Assim como Ananias Ribeiro e Júlio Corrêa informaram, a estrutura tarifária praticada em Ouro Preto tem a da Copasa, que é utilizada na maioria dos municípios mineiros, como referência. Para Ronald Guerra, o problema não é o valor da tarifa e sim a baixa disponibilização da tarifa social, que hoje é praticada por apenas 5% da população. Segundo o ex-presidente do COMUSA, tal valor deveria ser muito maior, tendo em vista a quantidade de famílias cadastradas no CadÚnico.
Promessa do prefeito
Uma das várias polêmicas envolvendo o caso é o fato do atual prefeito de Ouro Preto, Angelo Oswaldo (PV), ter prometido tirar a Saneouro da cidade em sua promessa de campanha, o que não aconteceu até o momento. Porém, o chefe do poder Executivo do Município alega que os trâmites legais para conseguir cumprir tal promessa são demorados e que um corpo jurídico e técnico está trabalhando para que a companhia seja retirada da cidade.
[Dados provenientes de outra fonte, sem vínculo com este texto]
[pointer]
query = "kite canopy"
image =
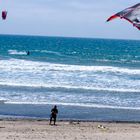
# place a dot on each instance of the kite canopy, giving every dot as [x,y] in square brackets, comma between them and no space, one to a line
[131,14]
[4,15]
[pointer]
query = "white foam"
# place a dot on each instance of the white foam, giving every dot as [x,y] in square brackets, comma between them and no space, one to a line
[13,52]
[16,72]
[15,64]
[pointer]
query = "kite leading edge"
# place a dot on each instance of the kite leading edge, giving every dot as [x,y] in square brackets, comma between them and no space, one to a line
[131,14]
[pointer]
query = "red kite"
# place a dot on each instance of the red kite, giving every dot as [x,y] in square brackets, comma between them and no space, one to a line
[131,14]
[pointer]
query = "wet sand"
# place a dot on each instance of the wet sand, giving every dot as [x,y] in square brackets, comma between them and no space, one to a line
[67,130]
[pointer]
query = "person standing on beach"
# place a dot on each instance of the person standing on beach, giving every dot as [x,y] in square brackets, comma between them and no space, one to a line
[53,115]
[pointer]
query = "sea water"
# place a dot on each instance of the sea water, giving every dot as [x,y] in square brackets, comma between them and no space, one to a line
[73,73]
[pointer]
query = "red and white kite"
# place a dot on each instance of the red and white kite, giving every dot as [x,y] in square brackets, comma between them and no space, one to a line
[131,14]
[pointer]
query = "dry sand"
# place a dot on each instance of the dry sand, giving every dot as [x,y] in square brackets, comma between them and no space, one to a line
[66,130]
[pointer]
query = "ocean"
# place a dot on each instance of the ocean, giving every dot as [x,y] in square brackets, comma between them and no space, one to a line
[88,79]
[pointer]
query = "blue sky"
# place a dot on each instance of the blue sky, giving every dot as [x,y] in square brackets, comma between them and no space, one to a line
[70,18]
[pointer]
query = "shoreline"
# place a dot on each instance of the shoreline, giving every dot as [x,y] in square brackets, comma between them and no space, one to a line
[25,129]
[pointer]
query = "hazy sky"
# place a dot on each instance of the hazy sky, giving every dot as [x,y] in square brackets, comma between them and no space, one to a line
[71,18]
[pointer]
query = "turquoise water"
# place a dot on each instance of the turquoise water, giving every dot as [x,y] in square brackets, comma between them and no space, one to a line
[92,73]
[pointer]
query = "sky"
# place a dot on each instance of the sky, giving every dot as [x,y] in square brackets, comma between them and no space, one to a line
[67,18]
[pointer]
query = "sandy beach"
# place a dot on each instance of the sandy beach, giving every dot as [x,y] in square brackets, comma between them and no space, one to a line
[67,130]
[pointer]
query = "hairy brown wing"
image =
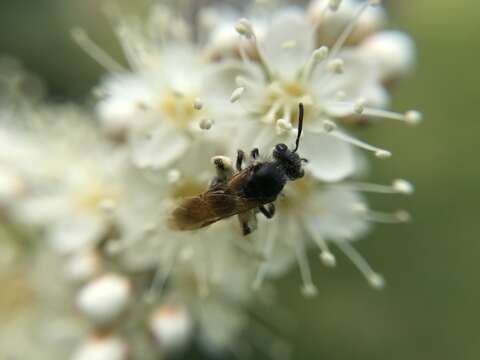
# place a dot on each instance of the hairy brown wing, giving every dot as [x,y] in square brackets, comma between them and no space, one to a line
[205,209]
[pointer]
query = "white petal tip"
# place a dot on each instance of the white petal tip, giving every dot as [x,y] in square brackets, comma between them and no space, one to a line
[403,187]
[328,259]
[309,291]
[413,117]
[383,154]
[376,281]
Angelo Oswaldo está em seu quarto mandato em Ouro Preto e foi o fundador do SEMAE, autarquia que pretende refundar na cidade para praticar tarifas acessíveis aos ouro-pretanos, tendo como referência a estrutura tarifária utilizada pelo SAAE do município vizinho, Itabirito, que cobra uma taxa de R$ 26. Porém, um problema já apontado na CPI por Júlio Corrêa é a falta de pagamento da população da tarifa básica operacional na época do SEMAE, que também aumentou o estado precário da companhia municipal.
Revolta popular
Diversas manifestações populares estão sendo feitas em Ouro Preto na tentativa de tirar a Saneouro da cidade. As comunidades dos bairros Vila Aparecida, Pocinho, São Cristóvão e do distrito de Santo Antônio do Salto impediram os funcionários da companhia de hidrometrar as casas. Além disso, a união de vários bairros e distritos ouro-pretanos produziu uma carta entregue à Saneouro e Prefeitura Municipal.
De acordo com Cléber Salvi, a cobrança da tarifa definitiva da água tem previsão de início para este mês, com 90% da cidade hidrometrada e com quatro simulações já feitas nas residências. Ainda segundo o superintendente da Saneouro, a sede já teria recebido praticamente todas as instalações para começar a cobrar a conta de água e esgoto, faltando apenas alguns distritos.
A Ocupação Chico Rei está acampando na Praça Tiradentes há mais de 40 dias com faixas escrito “Fora Saneouro” e prometem não sair de lá até a empresa sair da cidade. Além disso, diversas manifestações foram feitas ao longo de todo o ano de 2021, tendo uma caminhada partindo da Rua dos Inconfidentes e indo até a Praça Tiradentes.
Depredação do patrimônio
Depois de várias denúncias de moradores revoltados com a depredação das calçadas de 300 anos para a instalação dos hidrômetros dentro da região tombada, o processo de hidrometração foi paralisado pela Prefeitura Municipal. A fiscalização verificou a situação e entre os dias 17 e 23 de junho e foram aplicadas 27 multas à Saneouro. Cada instalação inadequada recebeu uma multa de R$ 1.983, que correspondente a 20 UPMs, além da obrigação de refazer os serviços.
Depois disso, ficou definido que um profissional da área de tombamento fosse contratado pela empresa afim de inspecionar os trabalhos de hidrometração no centro histórico da cidade. Além disso, a Secretaria de Cultura e Patrimônio acordou em realizar oficinas com os funcionários da Saneouro para passar a informação da importância do lugar em que há a instalação dos hidrômetros e para mostrar como realizar os trabalhos da melhor maneira no local.